A good way for financial marketers to get their feet wet with experiential content is to take something they produce regularly that is traditional static content and reimagine it as a piece of experiential content, Brown advises. This isn’t always easy, he observes. “Even people who have done digital marketing for ten years need to rethink the process a little bit differently.”

With a text-heavy document, says Brown, it’s typical to create an executive summary distilling the major points. Experiential takes this further, making the summary more visual and interactive — perhaps with a quiz — all of which will guide the user to the larger text document if they need it.

” Everyone is human. They go home and watch HBO and Netflix after work. So they appreciate information being presented in a way that is more creative and engaging.”
— Ryan Brown, Ceros

To those in banking who take themselves (or their customers) too seriously to try out experiential content, Brown advises: “Everyone is human. They go home and watch HBO and Netflix after work. So they appreciate information being presented in a way that is more creative and engaging.”

Once committed to trying a simple conversion from static to experiential, bank and credit union marketers should monitor how consumers react and respond. One of the great advantages of experiential content, Brown notes, is that it is eminently trackable, whereas with PDFs, beyond the fact that someone downloaded it, you can’t tell how they used it or if they shared it.

Creating experiential content used to require having coders on staff, or paying outsider developers to do that work. However, the cloud-based platforms that are now available can do that work, according to Brown, allowing small and midsize financial institutions to step up their participation.

Read More: How Banks Can Use AI to Fix Content Marketing That Doesn’t Connect

Does it Move the Needle?

When asked by The Financial Brand what results Ceros had seen when brands it worked with used experiential content in their marketing, Brown declined to give specifics since the use cases are so varied.

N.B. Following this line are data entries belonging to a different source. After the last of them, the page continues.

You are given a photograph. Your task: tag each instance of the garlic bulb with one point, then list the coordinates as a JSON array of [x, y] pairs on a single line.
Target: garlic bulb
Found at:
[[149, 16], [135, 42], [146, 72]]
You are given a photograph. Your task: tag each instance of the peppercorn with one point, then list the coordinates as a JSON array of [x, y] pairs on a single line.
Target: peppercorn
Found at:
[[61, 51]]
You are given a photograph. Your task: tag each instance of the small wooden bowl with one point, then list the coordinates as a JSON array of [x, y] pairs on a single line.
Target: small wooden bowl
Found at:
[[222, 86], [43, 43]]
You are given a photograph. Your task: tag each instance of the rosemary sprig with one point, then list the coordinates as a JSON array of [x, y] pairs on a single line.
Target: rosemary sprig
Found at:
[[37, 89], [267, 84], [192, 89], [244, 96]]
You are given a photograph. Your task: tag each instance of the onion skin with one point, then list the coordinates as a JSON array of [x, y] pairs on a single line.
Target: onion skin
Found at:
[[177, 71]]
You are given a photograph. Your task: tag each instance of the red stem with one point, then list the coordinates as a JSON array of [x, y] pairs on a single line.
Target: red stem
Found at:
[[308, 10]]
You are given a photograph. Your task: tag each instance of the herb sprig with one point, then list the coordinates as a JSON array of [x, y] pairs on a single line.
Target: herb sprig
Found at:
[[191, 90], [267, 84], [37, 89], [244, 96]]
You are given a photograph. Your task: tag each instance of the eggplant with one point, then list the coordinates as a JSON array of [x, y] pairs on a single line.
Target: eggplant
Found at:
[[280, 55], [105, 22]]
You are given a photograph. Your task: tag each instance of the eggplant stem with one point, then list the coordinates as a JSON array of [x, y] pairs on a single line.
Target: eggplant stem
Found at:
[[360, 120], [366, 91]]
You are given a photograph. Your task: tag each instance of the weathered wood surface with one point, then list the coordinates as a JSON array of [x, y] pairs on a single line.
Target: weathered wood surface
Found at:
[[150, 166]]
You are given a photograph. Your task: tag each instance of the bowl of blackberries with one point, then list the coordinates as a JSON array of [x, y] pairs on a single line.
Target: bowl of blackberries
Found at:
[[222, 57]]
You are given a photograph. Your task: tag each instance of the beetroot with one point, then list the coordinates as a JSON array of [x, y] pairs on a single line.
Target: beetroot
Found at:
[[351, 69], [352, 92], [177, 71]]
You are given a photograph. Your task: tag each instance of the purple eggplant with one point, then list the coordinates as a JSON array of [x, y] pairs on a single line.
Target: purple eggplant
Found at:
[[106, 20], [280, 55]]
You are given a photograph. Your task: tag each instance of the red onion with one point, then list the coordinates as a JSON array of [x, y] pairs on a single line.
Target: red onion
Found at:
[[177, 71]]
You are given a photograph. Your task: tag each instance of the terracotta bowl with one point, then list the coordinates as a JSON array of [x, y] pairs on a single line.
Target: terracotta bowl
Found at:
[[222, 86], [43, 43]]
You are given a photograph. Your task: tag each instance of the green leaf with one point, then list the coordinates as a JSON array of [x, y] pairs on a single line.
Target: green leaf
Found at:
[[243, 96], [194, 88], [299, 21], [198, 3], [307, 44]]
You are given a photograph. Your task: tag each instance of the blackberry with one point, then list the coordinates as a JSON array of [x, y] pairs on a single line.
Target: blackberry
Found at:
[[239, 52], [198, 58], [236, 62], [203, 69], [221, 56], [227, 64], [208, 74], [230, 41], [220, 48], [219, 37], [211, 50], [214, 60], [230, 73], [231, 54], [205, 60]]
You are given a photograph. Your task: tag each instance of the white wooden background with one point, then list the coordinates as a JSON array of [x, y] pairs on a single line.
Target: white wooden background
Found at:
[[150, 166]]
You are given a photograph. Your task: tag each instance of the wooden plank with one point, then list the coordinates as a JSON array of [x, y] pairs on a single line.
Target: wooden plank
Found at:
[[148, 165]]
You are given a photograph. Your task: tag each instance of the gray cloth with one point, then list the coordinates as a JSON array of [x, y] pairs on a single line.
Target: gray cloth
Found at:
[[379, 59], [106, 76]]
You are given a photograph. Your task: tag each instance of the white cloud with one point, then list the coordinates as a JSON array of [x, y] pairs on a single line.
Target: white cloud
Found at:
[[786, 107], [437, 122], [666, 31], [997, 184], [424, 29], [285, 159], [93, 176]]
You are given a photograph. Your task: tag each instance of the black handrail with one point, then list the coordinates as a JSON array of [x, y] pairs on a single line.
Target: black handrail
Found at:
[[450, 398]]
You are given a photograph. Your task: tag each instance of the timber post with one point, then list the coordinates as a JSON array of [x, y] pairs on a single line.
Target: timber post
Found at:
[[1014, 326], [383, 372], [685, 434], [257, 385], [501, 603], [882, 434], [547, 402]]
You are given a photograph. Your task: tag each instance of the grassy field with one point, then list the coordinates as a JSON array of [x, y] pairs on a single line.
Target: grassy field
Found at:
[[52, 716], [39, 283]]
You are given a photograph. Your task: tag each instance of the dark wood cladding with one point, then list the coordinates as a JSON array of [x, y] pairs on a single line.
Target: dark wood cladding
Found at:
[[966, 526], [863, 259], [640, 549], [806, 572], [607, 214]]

But because experiential content is so trackable, he notes, it shouldn’t take marketers long to see whether it’s improving engagement or other KPIs.

Every user isn’t necessarily going to get 30% more time spent on page, Brown acknowledged, “but what we do find is when people replace a traditional static approach with a creative experiential approach it consistently outperforms the previous solution. They see a big lift in engagement, time spent on the page and people sharing the page.”